While we intent to add more language support in the future, the following language codes are currently supported

Language

Code

English

en-XX, en-US, en-GB, en-AU, en-SG

Traditional Chinese

zh-TW

Simplifed Chinese

zh-CN

Indonesian

id-ID

Javanese

jv-ID

Malay

ms-MY

Tagalog

tl-PH

Vietnamese

vi-VN

Czech

cs-CZ

Croation

hr-HR

API usage

POST /extract

To tag named-entities of a sentence, send a POST request to the /extract endpoint. Additionally, the language must be specified as a query parameter in the URL.

POST https://seaword.seasalt.ai/ner/{lang_code}/extract?access_token={api_key}

The endpoint tags a list of named entities calculates datetime grounding and extracts Email, URL and IP-address from the input sentences.

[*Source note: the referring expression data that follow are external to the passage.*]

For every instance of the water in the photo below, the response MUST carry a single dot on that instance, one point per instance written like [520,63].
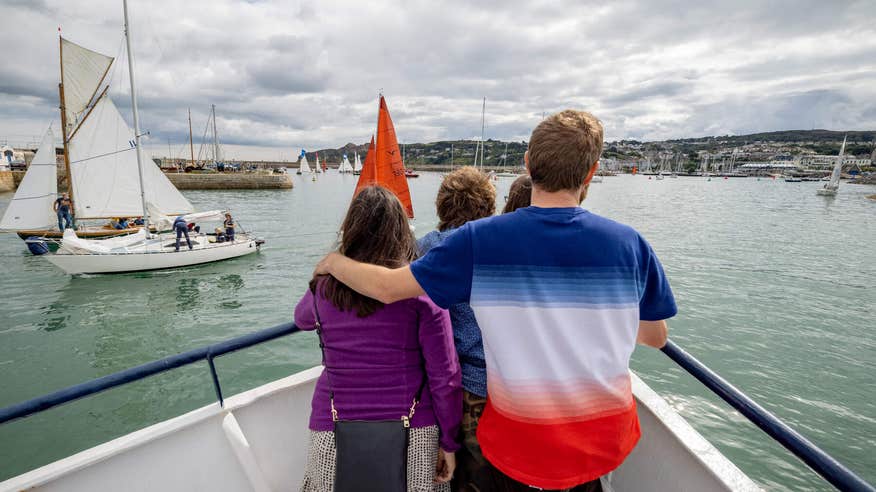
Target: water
[774,285]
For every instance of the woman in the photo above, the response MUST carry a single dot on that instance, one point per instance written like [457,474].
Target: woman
[465,194]
[519,195]
[377,355]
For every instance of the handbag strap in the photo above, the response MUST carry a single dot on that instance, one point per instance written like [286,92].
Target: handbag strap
[318,323]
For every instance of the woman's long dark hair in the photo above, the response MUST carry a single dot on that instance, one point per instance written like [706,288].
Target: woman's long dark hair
[375,231]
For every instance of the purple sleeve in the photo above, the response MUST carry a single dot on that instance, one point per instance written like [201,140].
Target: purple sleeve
[442,371]
[304,317]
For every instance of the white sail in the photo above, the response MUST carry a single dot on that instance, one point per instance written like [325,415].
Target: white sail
[304,167]
[105,179]
[357,164]
[82,71]
[31,207]
[837,168]
[345,165]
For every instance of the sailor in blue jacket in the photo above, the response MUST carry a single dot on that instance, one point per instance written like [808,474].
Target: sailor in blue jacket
[181,228]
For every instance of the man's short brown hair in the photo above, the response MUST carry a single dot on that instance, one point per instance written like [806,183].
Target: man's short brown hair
[563,148]
[465,194]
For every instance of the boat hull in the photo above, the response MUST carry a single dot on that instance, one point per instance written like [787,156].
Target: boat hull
[75,264]
[259,440]
[85,232]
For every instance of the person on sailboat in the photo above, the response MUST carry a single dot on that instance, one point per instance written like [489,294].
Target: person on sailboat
[182,229]
[465,194]
[378,357]
[62,208]
[229,227]
[562,297]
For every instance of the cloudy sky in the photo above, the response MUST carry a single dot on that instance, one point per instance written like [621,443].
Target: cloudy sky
[291,74]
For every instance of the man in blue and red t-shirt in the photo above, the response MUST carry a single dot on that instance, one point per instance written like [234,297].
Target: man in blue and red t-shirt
[562,296]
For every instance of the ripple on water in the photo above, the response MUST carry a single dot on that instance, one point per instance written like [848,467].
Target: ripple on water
[773,286]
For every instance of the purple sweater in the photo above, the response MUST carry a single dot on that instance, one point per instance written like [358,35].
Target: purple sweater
[376,367]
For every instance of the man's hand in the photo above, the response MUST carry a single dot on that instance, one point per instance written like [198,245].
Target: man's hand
[324,265]
[445,466]
[653,333]
[387,285]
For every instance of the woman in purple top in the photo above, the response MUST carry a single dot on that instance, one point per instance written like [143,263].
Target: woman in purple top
[377,355]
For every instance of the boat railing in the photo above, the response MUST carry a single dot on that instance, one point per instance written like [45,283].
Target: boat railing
[819,461]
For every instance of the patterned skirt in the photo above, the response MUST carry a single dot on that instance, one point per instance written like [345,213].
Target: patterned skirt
[319,474]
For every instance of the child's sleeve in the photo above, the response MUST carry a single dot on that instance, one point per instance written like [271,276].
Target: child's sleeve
[656,301]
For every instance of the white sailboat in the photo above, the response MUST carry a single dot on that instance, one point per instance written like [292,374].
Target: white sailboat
[31,207]
[832,187]
[345,166]
[357,164]
[303,166]
[102,167]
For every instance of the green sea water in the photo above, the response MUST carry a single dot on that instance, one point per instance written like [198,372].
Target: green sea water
[776,289]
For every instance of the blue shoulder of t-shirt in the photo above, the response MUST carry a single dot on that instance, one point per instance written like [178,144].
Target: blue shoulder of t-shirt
[445,271]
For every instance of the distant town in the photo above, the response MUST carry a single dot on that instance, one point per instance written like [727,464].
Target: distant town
[786,152]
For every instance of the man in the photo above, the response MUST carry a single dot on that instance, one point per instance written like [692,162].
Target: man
[181,228]
[561,296]
[62,209]
[229,227]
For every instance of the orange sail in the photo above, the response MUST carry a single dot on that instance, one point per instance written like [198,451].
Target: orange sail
[383,164]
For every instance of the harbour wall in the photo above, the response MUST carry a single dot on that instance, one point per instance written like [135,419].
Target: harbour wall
[230,181]
[7,181]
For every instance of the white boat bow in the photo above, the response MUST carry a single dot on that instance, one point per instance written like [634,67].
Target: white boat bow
[259,440]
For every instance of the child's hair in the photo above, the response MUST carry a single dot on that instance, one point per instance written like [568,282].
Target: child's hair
[562,150]
[375,231]
[465,194]
[520,194]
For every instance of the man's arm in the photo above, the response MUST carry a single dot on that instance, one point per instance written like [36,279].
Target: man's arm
[387,285]
[653,333]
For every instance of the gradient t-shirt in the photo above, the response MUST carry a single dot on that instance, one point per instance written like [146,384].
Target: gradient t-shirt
[558,294]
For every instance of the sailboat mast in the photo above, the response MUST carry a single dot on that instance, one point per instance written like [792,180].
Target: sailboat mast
[64,124]
[191,142]
[215,138]
[483,121]
[136,116]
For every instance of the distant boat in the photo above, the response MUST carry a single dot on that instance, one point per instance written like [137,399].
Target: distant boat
[345,166]
[357,165]
[832,187]
[383,164]
[303,166]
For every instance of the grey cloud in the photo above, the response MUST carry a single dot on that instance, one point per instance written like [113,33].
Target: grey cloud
[306,74]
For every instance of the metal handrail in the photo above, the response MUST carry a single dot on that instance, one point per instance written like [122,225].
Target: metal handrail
[829,468]
[104,383]
[820,462]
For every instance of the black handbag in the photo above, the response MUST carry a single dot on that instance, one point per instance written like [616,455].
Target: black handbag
[372,456]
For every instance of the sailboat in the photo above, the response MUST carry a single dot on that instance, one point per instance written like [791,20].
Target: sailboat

The required request body for Named Entity Recognition requires only the following fields:

{
    "text": "string"
}

Once the Named Entity tagging has been performed on the full sentence, you will get the following result:

{
    "tags": "List",
    "datetime": "List",
    "misc": "Dict"
}

In this result the tags field represents the final tagged named entities, datetime is a list of datetime grounding that appears in the input sentence, misc is a dictionary contains Email, URL and IP-address extracted from the input sentence.